Exacerbating these challenges is the hidden curriculum of emotional suppression and clinical detachment, which implicitly frames vulnerability as weakness and discourages help-seeking.4,5 This culture fosters maladaptive perfectionism and internalized shame, well-established predictors of depressive symptoms.6,7

Educational interventions such as structured reflection and peer support can enhance self-awareness, resilience, and emotional competence.8,9 This includes training students to recognize early signs of emotional distress in themselves and others, creating psychologically safe environments for disclosure, and integrating structured reflection and peer support into clinical training.10 Failure to address these challenges not only jeopardizes student well-being, but also compromises the development of empathic, resilient future physicians.

Yet, despite evidence of their effectiveness, integration of these interventions into medical curricula remains inconsistent, and digital support tools such as self-screening apps and remote counseling platforms are underexplored.11–13 Moreover, reported prevalence, intervention outcomes, and implementation practices vary widely across studies, highlighting fragmentation and inconsistencies in the literature.

To address these gaps, this narrative review aims to provide a structured synthesis across three interrelated domains: (1) the epidemiology and recognition of depression among medical students, (2) the potential role of digital tools in early detection and support, and (3) strategies for building mental health competence through medical education. By integrating these domains, we aim to provide a unified framework that clarifies existing evidence, identifies inconsistencies, and informs actionable strategies for medical schools to enhance early detection, foster student competence, and support the well-being and professional development of future physicians.

Method

A narrative literature review was conducted to synthesize current evidence regarding depression recognition, digital mental health tools, and educational strategies among medical students. Relevant literature was identified through searches of electronic databases, including PubMed, Web of Science, and EMBASE. Searches were performed using combinations of keywords related to “medical students”, “depression”, “mental health”, “digital tools”, “screening”, “early identification”, “telepsychiatry”, “mental health competence”, and “medical education”. Articles published between 2015 and 2025 were primarily considered.

Articles published in English were considered, with priority given to peer-reviewed studies, reviews, and educational reports relevant to the objectives of this review.
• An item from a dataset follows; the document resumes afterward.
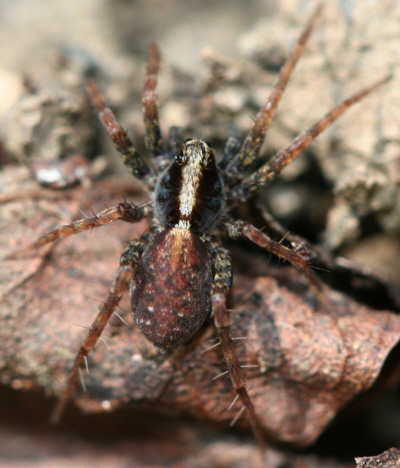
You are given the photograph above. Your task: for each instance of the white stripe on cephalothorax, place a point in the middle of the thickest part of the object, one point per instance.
(191, 176)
Studies focusing on prevalence, recognition, digital interventions, mental health education, and institutional support strategies for medical students were included. Reference lists of relevant articles were also manually screened to identify additional studies. Literature selection was guided by relevance, methodological quality, and contribution to the thematic focus of the review.

Prevalence and Characteristics of Depression Among Medical Students

Global and Regional Prevalence

Depression is a major public health concern among medical students, with prevalence varying widely by region. In low- and middle-income countries (LMICs), rates are often higher due to limited mental health infrastructure and greater academic stress. A meta-analysis in Africa reported a pooled prevalence of 38.8% (95% CI: 29.6–48.1%)14 while a Namibian post-COVID study found 43.6%, linked to female gender and financial hardship.15 In Saudi Arabia, prevalence ranges from 30.9% to 77.6% (mean ≈ 51.5%), with first-year students and women at higher risk.16

In higher-income settings, prevalence studies typically report rates in the 20–30% range, reflecting stronger institutional mental health support and preventive frameworks.17,18 Nevertheless, outliers exist, such as Spain in 2020, which reported 41% overall prevalence, including 23.4% with moderate-severe symptoms and 10% with suicidal ideation.19 These discrepancies suggest that even in well-resourced contexts, temporal factors (eg, COVID-19), assessment methods, and local cultural factors can substantially influence reported prevalence. Overall, while regional trends are evident, caution is warranted when interpreting cross-study comparisons, highlighting the need for context-sensitive assessment and interventions tailored to local systems and cultures.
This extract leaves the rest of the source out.